Ashton was assessed a major penalty and kicked out of the game. Then came the criminal charge.
Gardner’s gum was caved in and had to be reconstructed. He couldn’t eat solid food for weeks. He had to cancel a promised trip to DisneyWorld with his daughter and girlfriend, long-planned for the week after the injury.
He needed six root canals and a brace in his mouth. His dental surgery has cost him $8,000 out of pocket.
He’s still on light duties at his job as a driver for the LCBO.
The psychological scars have been much deeper. Gardner said he no longer has any desire to play hockey.
“I have no interest. It’s a shame, really,” he said.
“I’m more concerned about my health and piecing my life back together.”
Ashton, a electrical supply salesperson, was described in Rabley’s judgment as “a family-oriented man with an easy-going personality” and “level-headed and sportsmanlike” on the ice.
He’ took on a second job to pay $5,000 of Gardner’s medical bills.
But in his pre-sentence report, while remorseful, Ashton said what happened was unintentional and that Gardner had “provoked” him, claiming he had been slew-footed in the crease. That’s not what the referee saw.

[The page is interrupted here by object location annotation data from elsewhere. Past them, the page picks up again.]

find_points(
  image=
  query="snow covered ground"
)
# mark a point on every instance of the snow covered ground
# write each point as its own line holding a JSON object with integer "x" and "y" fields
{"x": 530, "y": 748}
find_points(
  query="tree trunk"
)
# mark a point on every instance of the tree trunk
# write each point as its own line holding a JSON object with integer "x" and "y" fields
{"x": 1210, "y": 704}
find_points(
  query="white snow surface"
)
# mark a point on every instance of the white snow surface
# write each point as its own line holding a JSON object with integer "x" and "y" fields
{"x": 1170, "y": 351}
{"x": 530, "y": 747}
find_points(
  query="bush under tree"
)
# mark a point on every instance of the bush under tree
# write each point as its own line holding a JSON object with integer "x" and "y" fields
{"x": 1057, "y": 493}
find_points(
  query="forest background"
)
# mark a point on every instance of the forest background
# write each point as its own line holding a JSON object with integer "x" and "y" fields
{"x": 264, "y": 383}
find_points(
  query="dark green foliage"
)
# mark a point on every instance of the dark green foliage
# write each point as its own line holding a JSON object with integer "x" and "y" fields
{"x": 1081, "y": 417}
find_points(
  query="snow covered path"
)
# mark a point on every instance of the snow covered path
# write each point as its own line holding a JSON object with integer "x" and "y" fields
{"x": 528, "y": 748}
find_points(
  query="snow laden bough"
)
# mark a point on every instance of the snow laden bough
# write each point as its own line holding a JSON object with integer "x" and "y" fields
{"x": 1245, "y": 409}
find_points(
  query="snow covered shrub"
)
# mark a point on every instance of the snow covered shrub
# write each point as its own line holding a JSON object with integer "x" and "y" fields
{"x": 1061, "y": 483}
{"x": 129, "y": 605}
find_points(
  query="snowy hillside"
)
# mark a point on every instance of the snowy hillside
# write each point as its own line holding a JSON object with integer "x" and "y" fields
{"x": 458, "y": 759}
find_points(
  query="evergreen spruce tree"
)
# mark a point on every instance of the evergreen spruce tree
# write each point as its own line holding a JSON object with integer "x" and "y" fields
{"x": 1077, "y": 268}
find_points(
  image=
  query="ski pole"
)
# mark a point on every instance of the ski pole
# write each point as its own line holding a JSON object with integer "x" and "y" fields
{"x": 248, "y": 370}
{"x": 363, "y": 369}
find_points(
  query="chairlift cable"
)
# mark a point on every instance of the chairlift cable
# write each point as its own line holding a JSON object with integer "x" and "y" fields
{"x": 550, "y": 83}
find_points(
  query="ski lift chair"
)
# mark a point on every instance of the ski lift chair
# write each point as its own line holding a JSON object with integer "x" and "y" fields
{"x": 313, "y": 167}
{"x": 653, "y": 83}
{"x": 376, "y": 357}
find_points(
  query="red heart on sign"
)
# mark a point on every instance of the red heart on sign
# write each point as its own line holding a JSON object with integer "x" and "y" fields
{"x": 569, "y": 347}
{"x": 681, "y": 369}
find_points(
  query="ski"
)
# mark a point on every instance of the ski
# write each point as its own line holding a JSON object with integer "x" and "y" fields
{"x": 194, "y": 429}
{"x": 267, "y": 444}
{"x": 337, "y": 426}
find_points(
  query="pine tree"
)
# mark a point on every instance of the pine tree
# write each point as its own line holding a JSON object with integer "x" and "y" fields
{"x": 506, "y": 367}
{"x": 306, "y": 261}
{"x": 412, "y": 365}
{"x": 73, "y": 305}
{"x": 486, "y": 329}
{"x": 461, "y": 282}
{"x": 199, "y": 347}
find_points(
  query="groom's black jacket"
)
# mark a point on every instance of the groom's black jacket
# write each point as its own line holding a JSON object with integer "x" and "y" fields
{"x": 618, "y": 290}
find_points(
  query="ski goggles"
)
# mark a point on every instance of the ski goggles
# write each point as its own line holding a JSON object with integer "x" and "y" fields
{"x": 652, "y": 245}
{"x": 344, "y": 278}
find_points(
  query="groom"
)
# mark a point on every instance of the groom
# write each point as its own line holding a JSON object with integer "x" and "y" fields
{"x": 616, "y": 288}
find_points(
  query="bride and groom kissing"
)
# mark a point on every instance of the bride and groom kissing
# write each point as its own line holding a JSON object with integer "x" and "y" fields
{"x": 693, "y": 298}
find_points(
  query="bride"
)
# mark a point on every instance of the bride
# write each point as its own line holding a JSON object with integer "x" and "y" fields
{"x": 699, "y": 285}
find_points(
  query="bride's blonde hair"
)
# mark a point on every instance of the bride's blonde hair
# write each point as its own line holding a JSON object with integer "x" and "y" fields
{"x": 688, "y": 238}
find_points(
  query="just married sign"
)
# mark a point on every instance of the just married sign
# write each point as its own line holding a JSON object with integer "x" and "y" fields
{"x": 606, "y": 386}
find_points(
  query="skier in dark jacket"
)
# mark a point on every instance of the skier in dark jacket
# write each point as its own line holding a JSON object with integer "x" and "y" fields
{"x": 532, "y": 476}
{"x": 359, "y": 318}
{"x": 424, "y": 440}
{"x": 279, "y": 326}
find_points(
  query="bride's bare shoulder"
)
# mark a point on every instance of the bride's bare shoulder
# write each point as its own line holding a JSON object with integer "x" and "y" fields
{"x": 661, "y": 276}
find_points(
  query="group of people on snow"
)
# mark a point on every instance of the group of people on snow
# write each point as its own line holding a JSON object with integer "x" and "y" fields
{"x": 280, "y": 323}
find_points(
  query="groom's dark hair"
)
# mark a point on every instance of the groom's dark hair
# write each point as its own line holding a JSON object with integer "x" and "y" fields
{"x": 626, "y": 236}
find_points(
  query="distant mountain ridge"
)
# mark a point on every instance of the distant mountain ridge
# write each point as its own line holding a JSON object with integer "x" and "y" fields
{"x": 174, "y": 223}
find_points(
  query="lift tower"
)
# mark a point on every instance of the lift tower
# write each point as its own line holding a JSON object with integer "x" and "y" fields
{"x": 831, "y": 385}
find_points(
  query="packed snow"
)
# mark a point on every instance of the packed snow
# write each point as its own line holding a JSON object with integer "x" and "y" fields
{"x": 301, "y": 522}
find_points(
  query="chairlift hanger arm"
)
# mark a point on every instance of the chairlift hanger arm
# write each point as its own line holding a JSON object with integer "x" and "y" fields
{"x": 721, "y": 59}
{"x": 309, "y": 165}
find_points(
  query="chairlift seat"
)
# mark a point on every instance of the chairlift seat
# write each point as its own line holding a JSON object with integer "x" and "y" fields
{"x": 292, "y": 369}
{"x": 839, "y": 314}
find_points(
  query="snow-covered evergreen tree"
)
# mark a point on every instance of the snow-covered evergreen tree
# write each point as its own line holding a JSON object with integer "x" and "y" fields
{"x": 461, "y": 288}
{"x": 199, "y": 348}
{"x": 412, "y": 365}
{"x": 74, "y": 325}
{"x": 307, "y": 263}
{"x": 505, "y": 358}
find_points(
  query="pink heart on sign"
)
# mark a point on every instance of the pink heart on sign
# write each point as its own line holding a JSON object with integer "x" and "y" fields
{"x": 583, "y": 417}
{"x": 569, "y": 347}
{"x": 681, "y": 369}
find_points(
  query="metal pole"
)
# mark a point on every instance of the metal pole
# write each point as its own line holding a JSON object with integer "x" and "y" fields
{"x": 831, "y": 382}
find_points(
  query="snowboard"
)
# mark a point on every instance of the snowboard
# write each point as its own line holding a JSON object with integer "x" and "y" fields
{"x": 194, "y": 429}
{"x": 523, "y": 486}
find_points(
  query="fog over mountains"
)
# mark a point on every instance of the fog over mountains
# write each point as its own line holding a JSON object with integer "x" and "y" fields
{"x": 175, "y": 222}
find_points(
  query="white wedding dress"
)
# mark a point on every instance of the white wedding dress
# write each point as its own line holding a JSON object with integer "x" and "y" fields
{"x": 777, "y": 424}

“What is most unfortunate is that even if that were the case, his response was completely inappropriate,” Rabley said.
There’s a difference, the judge said, between competitive hockey and non-contact recreational sport — and that needs to be recognized.
There is an element of consent in professional sport, he said, particularly one like hockey where there is “some violence” expected when the players sign on. The players are elite athletes who are “young, strong, well-trained and prepared both physically and mentally for the violent aspect of the game.”
But recreational players, Rabley said, don’t consent to violence. The players, even the best athletes, “as much as they may dream of greater glory, their best days are often behind them and many are employed in jobs where the rigours of physical training and preparation are not involved.
“When serious violence occurs in a recreational league . . . these cases should not necessarily follow the principles established for those in professional and semi-professional leagues,” he said.
A discharge, as requested by the defence, was not appropriate, Rabley said. “Those involved in recreational sports leagues must appreciate that significant violent behaviour will not be sanctioned by the courts and that this kind of conduct will not be condoned in our community.”
But instead of a jail sentence, as suggested by the Crown, Rabley opted for house arrest and a probation period that will bar Ashton from playing hockey for two years.
London psychologist and anti-violence advocate Peter Jaffe, who has spoken out strongly against hockey violence, applauded the decision.
“I think the decision sends an important message that violence has no place in hockey, in particular recreational hockey where men and women are playing for fun and all of them depend on their health for employment.
“The last thing you want are people who are suffering serious injuries.”
Jaffe added that he believes “the same thing should apply to junior hockey or professional hockey leagues.”
Gardner said if he ever plays again, it will only be with people he trusts. He just doesn’t want the same injuries to happen to others who love the game.
“We’re not professional hockey players, we’re not being paid, we’re out there because we love the game at this age. We’re out there for exercise. We need to go to our jobs tomorrow. We have families,” he said.
“This kind of behaviour, it just cannot be tolerated. . . . You can’t do that, you just can’t.”